Chawla had a decent IPL at best, and stumbled when the pressure rose. You would need an advocate of great skill to win his case to be in the T20 side; and, to be honest, he would struggle to find someone to take on the job in the case of Test cricket. As Aakash Chopra - a sane voice India should use more - points out, Chawla took 27 wickets in first class cricket last year at 40.62 per wicket. It is like setting the bar to one metre to pick a high jump team. I don't even remember seeing his name in an India A team recently.
If this is the best bowling team India can pick, I would like the BCCI to get into an emergency meeting and appoint detectives to search for bowlers. I had thought all along that India's cupboard was thinly stocked. I can now announce that it is officially bare. There are no bowlers in India. We had anticipated this but didn't think the day would come so quickly.
I don't know what is worse, the absence of bowlers in India or the absence of any intent at all in looking for them. I keep coming back to what an organisation's priorities are. The BCCI is a well-evolved, financially savvy body. The IPL, and for that matter most cricket in India, is fairly efficiently organised, and the legal and financial acumen is outstanding. Look how quickly they moved to tackle a huge potential problem with the Deccan Chargers.
But there is a major fire raging around Indian cricket and I do not see anyone rushing to do anything about it. There are just no spinners, and the new-ball bowlers, like seasonal flowers, wither away, never to return. If Indian cricket has thrown up Sreesanth, RP Singh, Munaf Patel, Praveen Kumar, Varun Aaron, Ashish Nehra and Parwinder Awana, it means new-ball bowlers exist; but the mortality rates are too high. Currently the only people worried about that seem to be columnists! Indian cricket needs the alacrity shown on issues like television rights and franchise defaults to apply in areas like nurturing bowling as well. Without that, the No. 1 spot will never return.

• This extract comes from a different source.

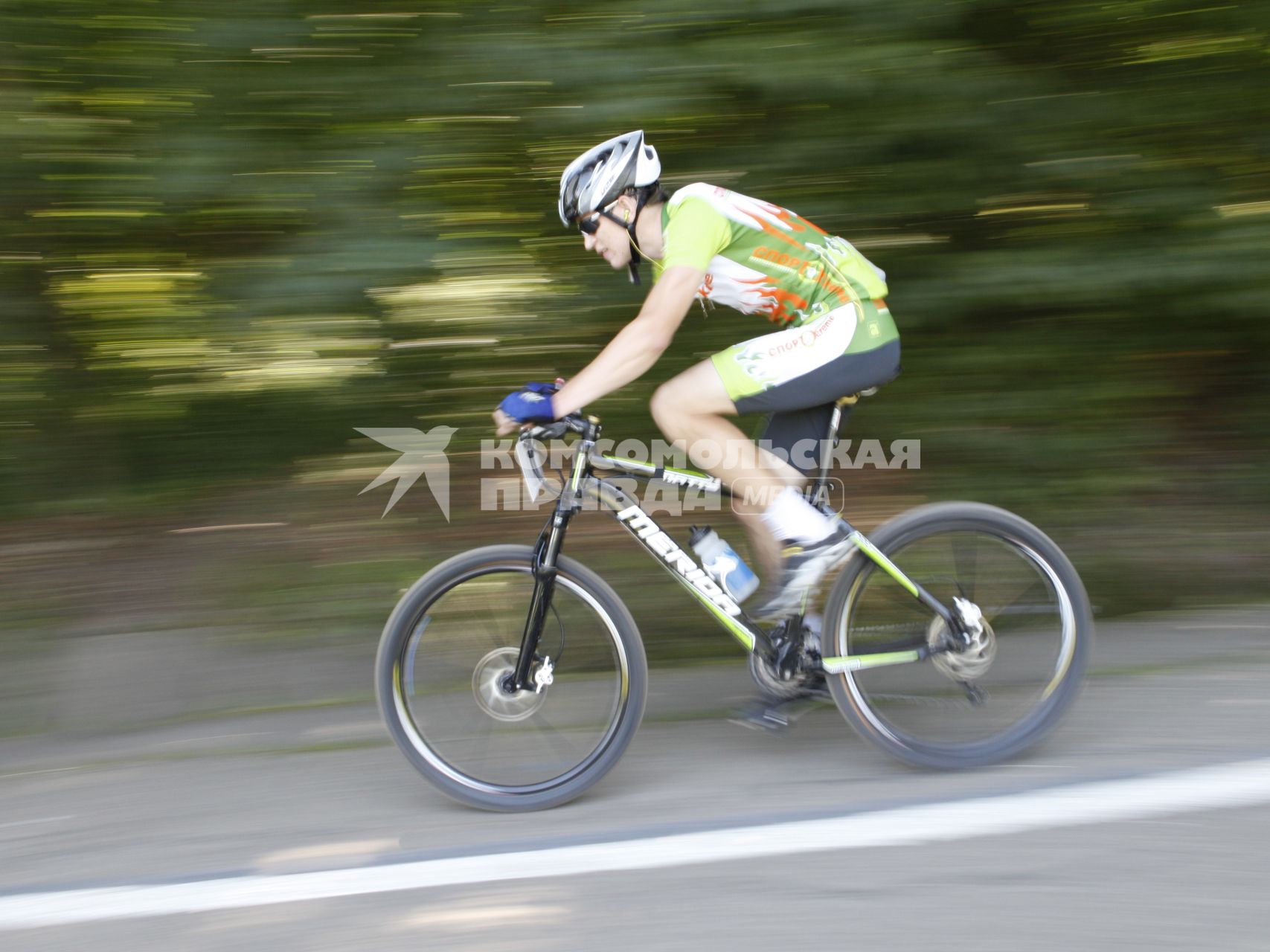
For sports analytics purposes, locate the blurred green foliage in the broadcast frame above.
[0,0,1270,619]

There are many other issues. The A team tours, thoughtful in theory, are being marred by roulette-style selections. I do not believe any country can have more than 25 players capable of playing at the highest level; even that is a stretch. The best 15 should be in the national side and the next 15 on A tours, and it stays that way till someone comes to knock the door down. But there is no pattern at the moment, or if there is, it is a deeply complex code that none of us can crack.
By end 2013, India may be without the services of some or all of Sachin Tendulkar, VVS Laxman, Zaheer Khan, Virender Sehwag and MS Dhoni. If three of those remain, India should be happy, but it also means that replacement players must start finding their feet around now. Maybe that is for a new set of selectors to do. Whoever they are, I would love to sneak in and look at their notepads for a things-to-do list. I greatly fear I know what I would find on it.